Below, please find a collection of pictures and comments documenting the experience last night. Big Willie Style infiltrated the WB Mason Box somehow and Frank worked his way down to field level. We'll put some more posts up later, once I have a chance get BWS's pics off of his Blackberry and I have time to photoshop other people's heads onto our bodies.


Big Willie Style took time to physically embrace the Stadium.

The Old and the New.
(personal favorite)

Right when you walk in Gate 6, there is a giant HDTV showing the game right on the wall. This was convenient, because at the time we were entering the place, the game was just about to start.

I don't care what you have heard about the screen out in centerfield, you will be amazed at how sick it is. I just nabbed that picture with my camera from our seats in Section 412, and look how it came out:

$36 worth of "fucking finally!!!". For some reason they don't unscrew the caps off of the plastic beer bottles. Why? I guess they are just daring people to shake one up and throw it at a Red Sox fan.

The bathrooms are nice, but two complaints. No dividers between the urinals (is this a thruway rest stop?) and no ledge to rest your beers on. Both of those would have been nice.

The concourses in the Grandstand are totally open-air. That will prevent them from smelling like salty garbage like they did in the Old Stadium.

The view from Section 412. It honestly wasn't that bad considering that our seats were probably in the worst 10% in the Stadium, location-wise.

The facade adds such a nice touch. I was actually happy we were up so high because I had the chance of getting it in a picture, if need be.

At one point, a cop climbed up on the roof for some reason. I asked him if he would take my camera with him and snap some pics, but amazingly he declined that offer.

Big Willie Style airplaning it through the extremely spacious ramps.

A view from the bleachers, with the rain coming down.

Unlike the Old joint, the bleachers have a better view of the game than most of the Upper Deck.
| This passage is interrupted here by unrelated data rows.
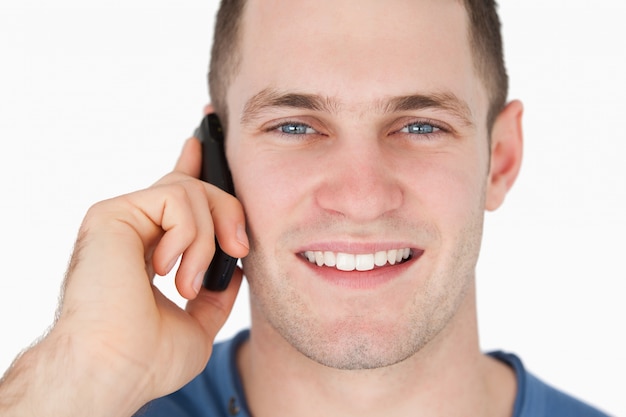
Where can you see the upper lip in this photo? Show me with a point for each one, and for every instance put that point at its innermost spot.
(356, 248)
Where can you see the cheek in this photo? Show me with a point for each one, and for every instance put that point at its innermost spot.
(270, 189)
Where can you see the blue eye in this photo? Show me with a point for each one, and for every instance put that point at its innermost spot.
(296, 129)
(420, 128)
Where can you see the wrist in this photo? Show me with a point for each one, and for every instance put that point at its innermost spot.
(62, 375)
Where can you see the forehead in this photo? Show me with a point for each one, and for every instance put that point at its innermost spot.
(354, 50)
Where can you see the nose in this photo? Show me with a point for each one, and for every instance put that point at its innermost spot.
(359, 181)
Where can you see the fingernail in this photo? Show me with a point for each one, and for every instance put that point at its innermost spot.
(171, 265)
(197, 282)
(241, 236)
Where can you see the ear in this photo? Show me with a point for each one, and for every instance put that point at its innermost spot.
(506, 153)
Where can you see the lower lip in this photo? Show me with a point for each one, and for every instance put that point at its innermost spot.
(362, 280)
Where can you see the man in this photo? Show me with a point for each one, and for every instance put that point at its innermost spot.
(365, 140)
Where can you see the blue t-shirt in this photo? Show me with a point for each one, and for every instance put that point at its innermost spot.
(218, 391)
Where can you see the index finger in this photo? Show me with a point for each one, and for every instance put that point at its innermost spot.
(190, 159)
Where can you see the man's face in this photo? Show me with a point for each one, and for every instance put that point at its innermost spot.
(357, 129)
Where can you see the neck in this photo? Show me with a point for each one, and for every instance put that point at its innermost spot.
(449, 376)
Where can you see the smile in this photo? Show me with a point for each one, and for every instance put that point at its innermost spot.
(359, 262)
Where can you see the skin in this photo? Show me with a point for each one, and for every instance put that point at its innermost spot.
(387, 342)
(355, 182)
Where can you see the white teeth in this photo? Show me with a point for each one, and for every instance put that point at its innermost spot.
(360, 262)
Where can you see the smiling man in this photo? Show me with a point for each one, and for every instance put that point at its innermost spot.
(366, 139)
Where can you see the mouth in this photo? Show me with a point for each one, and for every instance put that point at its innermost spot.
(358, 262)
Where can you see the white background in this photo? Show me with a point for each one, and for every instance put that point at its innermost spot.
(96, 99)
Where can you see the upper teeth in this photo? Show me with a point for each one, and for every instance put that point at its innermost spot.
(359, 262)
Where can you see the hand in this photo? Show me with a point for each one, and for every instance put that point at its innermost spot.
(118, 342)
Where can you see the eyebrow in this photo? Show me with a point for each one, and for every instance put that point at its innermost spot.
(271, 98)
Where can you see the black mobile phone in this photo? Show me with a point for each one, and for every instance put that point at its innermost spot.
(215, 171)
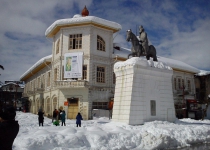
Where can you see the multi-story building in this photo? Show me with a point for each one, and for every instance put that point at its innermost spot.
(202, 84)
(11, 93)
(79, 74)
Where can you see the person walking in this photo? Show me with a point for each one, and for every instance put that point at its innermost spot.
(41, 117)
(78, 119)
(55, 113)
(9, 128)
(63, 118)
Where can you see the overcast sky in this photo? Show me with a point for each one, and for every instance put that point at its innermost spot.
(179, 29)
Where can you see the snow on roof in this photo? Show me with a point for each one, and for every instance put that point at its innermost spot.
(78, 19)
(123, 52)
(175, 64)
(203, 73)
(42, 60)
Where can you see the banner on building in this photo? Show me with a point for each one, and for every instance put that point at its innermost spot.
(73, 63)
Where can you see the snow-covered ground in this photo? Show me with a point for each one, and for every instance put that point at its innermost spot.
(104, 134)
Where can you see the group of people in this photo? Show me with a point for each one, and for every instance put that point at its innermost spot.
(58, 115)
(9, 128)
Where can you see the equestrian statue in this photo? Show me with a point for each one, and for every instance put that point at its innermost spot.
(141, 48)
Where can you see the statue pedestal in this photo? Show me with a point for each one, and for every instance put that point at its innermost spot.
(143, 92)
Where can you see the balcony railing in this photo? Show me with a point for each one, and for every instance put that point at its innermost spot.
(70, 84)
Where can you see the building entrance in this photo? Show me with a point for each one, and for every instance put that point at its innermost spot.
(72, 108)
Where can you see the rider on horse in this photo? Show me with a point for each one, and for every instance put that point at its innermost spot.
(143, 39)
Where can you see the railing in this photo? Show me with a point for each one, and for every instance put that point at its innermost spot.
(70, 84)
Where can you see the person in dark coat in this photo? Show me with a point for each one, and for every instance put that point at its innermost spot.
(9, 128)
(41, 117)
(63, 118)
(78, 119)
(55, 113)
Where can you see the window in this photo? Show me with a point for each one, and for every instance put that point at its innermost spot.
(48, 79)
(57, 46)
(84, 73)
(75, 41)
(182, 83)
(37, 105)
(153, 107)
(48, 105)
(100, 105)
(100, 74)
(55, 74)
(38, 82)
(179, 83)
(189, 85)
(43, 82)
(100, 43)
(174, 83)
(114, 78)
(55, 103)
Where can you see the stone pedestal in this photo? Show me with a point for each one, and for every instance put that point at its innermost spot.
(143, 92)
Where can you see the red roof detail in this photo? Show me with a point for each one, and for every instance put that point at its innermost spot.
(85, 12)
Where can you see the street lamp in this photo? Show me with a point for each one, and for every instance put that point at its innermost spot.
(16, 86)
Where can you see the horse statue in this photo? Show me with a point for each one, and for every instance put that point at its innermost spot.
(137, 49)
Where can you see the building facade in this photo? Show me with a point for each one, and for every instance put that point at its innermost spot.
(48, 85)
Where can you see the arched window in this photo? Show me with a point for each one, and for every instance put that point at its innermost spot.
(100, 43)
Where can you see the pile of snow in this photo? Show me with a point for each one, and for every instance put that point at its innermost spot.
(104, 134)
(203, 73)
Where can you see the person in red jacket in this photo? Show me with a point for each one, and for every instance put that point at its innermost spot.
(9, 128)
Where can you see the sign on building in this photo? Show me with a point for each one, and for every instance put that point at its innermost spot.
(73, 63)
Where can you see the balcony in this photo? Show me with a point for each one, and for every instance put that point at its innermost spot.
(70, 84)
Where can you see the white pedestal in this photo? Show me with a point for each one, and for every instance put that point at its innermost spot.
(143, 92)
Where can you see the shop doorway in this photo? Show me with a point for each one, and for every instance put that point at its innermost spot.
(72, 108)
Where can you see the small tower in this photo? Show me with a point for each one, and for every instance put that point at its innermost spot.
(84, 12)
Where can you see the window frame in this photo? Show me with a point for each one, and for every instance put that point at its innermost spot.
(100, 75)
(57, 46)
(84, 72)
(75, 41)
(101, 45)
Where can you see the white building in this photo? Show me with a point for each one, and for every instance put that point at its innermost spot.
(50, 85)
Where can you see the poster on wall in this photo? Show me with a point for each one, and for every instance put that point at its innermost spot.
(73, 63)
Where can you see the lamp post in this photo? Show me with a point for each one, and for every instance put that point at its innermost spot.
(16, 86)
(183, 106)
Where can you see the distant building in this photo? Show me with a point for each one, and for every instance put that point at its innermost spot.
(87, 82)
(202, 84)
(11, 92)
My food choice was the chicken tender platter (box). For $10.50, I got 2 1/2 chicken fingers and 19 fries. I have to say though, they were delicious. As good as chicken fingers get.

The condiment options were decidedly lacking, however. Can a man get some BBQ sauce or honey mustard up in this bitch?

I departed in the 7th, but Frank was kind enough to take my camera on his descent into the seats we could never, ever, ever afford.

Well done, Frank. You define wasted journalism.


  1. Gotta love the airplaning down the ramps.

    Nice shots, guys.

  2. I'm a Mets fan, and while I don't quite understand the point of building a stadium that has the exact same dimensions and on-field appearance as the old one, it looks great. I saw a picture of the big screen in center field, and it looked like one of those superimposed scoreboards you see in football games. I also appreciate you not comparing the new stadium to Citi Field. It doesn't matter whose stadium is nicer, just that all New York baseball fans of both affiliations have awesome places to watch games.

  3. LIES AND FABRICATIONS! I took those pictures because Frank was to scared to try and get past the 16 year old usher to get next to the dugout.

    Bryan, I hate the mets, I truly do but from what I have seen Citi field looks amazing. The only problem is they will need a new sign when the name gets changed to "US Treasury Department Field"

  4. I can understand there will be some problems with opening a new facility, such as one with the enormity of a stadium. But really? I feel like messing with a man's food and his bathroom etiquette is like making a car without a windshield and headlights. I know I'm getting my panties in a bunch over amenities and condiments, but isn't that the whole purpose of going to the grandiose ballpark? Boom.